Encore sous le choc, Thalya se promit de discuter du cas de Brandon plus, puis secoua la tête. Le désordre dans ses pensées commençait à l'indisposer. Elle s'installa sur un tabouret et s'accouda au bureau.

— Et qu'est-ce qu'on recevrait en échange ?

La réponse de l'émissaire fusa aussitôt, implacable.

— Un honorable citoyen donnerait les documents à la lignée d'Elésir sans demander de rétribution.

— Y a ma ville qui se meurt à cause de votre sacro-sainte monarchie, jeta la Championne avec un mépris non dissimulé. Istaldel ne lui doit rien. Nous n'aspirons qu'à la liberté.

— Ne faites pas l'enfant. Istaldel est en plein territoire ennemi, acculée par tous les côtés. Elle ne survivrait pas à long terme.

Un coupe-papier en argent atterrit dans les mains de la jeune fille.

— Ne nous sous-estimez pas. Déjà pendant l'Ere de Suie, tout a commencé à Istaldel.

— La situation n'est plus la même. Ecoutez, commença-t-il avec plus de douceur. Je connais les sacrifices que vous avez endurés pour arriver ici. Et ils ne seront pas vains, je vous le promets.

Un rayon de lumière passa sur le visage d'albâtre de Néo, avant de le laisser à nouveau aux royaumes des ombres.

— Et si vous perdez ?

— Alors, tout est perdu pour tout le monde. Votre petit groupe de rebelle ne pourra pas faire mieux que nous. Vous serez tous exécutés pour trahison. Sauf peut-être le Corbeau Noir, mais son sort ne sera guère plus optimiste que celui des autres.

— Est-ce que vous savez ce qui lui arriverait ?

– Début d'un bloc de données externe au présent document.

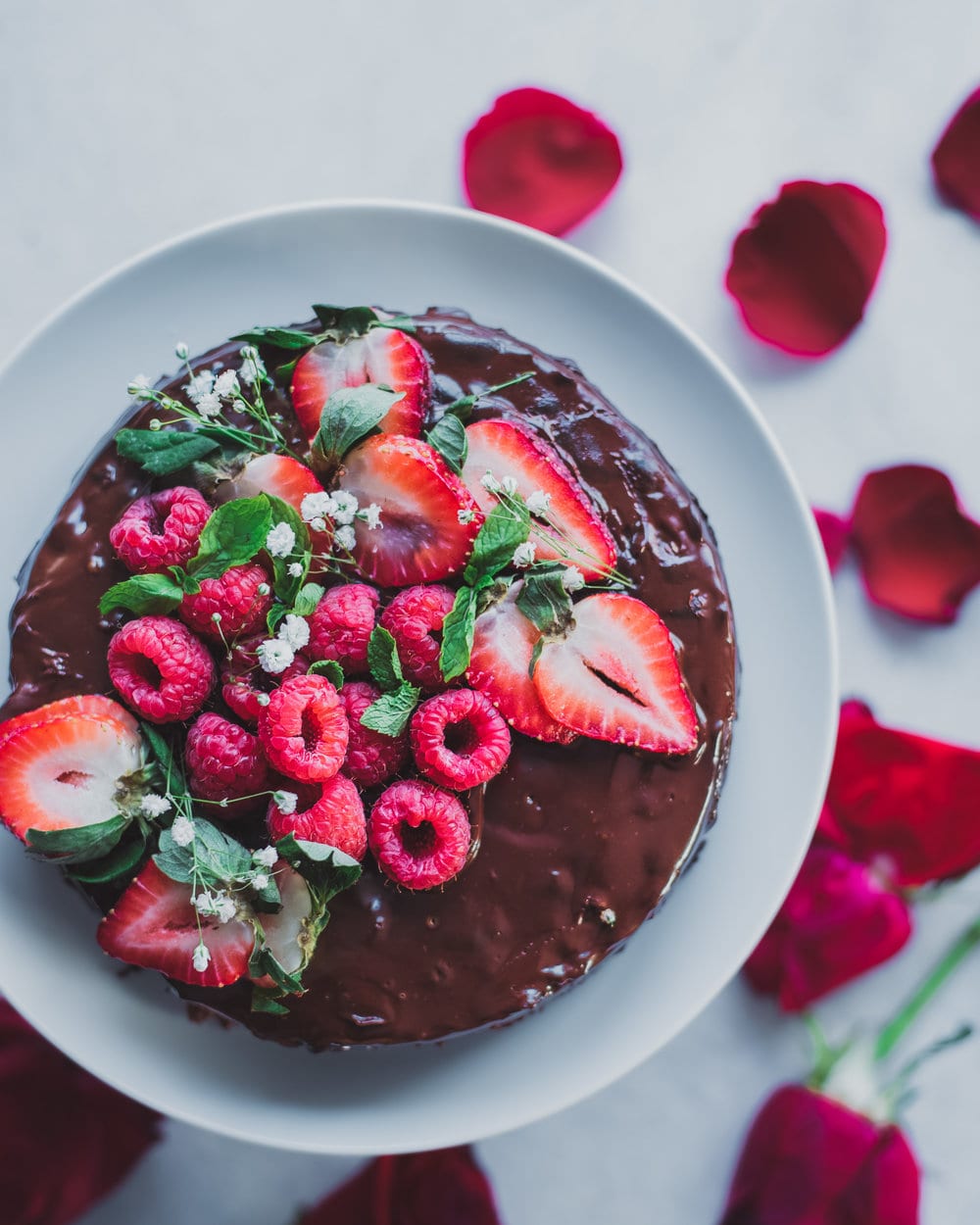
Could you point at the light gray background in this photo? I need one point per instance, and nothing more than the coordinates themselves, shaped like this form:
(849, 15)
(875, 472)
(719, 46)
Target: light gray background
(122, 125)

Thalya se raidit alors même que les paroles s'échappaient de sa poitrine. Les rumeurs sur les gradés asservis circulaient sans entrave, elles, plus horrible les unes que les autres. Entre l'enrôlement de force et la légende selon laquelle le Grand Conseil s'abreuverait de leur sang pour devenir immortel, tous les scénarios y passaient.

— J'ai ma petite idée, oui. Et cela ne va pas vous plaire. Thalya Esteyal, je pense sincèrement – le mot sonna faux dans sa bouche – que vous ne méritez pas de finir comme ça. Vous êtes courageuse, pleine de ressources. Le Corbeau Noir sera plus utile sur le terrain que pourrissant dans les geôles les plus profondes de l'Empire.

La Championne renifla et se pencha vers lui.

— Je lui transmettrai. Mais ne comptez pas là-dessus. Jamais il ne vendra ses ailes.

— Je vois. Mais je demanderai tout de même que vous tentiez de le convaincre. Il ne serait certes qu'une brique dans l'assemblage, mais chacune d'entre elle compte, peut faire renverser la balance. Car, pour répondre à votre question, si nous perdons... Personne ne pourra se soustraire à l'influence du Grand Conseil. Istaldel deviendra un campement de guerre, tous les gradés tomberont sous leur coupe. Et ceux qui ne possèdent aucuns pouvoirs seront probablement traités en tant qu'esclave, devenir des moins que rien, des mercenaires pour les plus chanceux ! Et ça, c'est le scénario optimiste, ajoute-t-il avec entrain.

Thalya, qui avait écouté la diatribe avec un sourcil levé suspicieux, voulut se reposer sur le dossier et se sentit tomber en arrière avant de se rappeler qu'elle avait choisi un tabouret. Mais ni sa chute disgracieuse ni l'élan de douleur dans la colonne vertébrale n'entamèrent sa prestance – se disait-elle – lorsqu'elle se releva avec une grimace.

— Et le pessimiste, alors ?

— Vous me demandiez ce qui arrivait aux gradés capturés par le Grand Conseil. Imaginez-vous de la puissance de ce gouvernement s'il réussissait à canaliser tout ce pouvoir en un seul réceptacle. Les folies qu'ils pourraient réaliser.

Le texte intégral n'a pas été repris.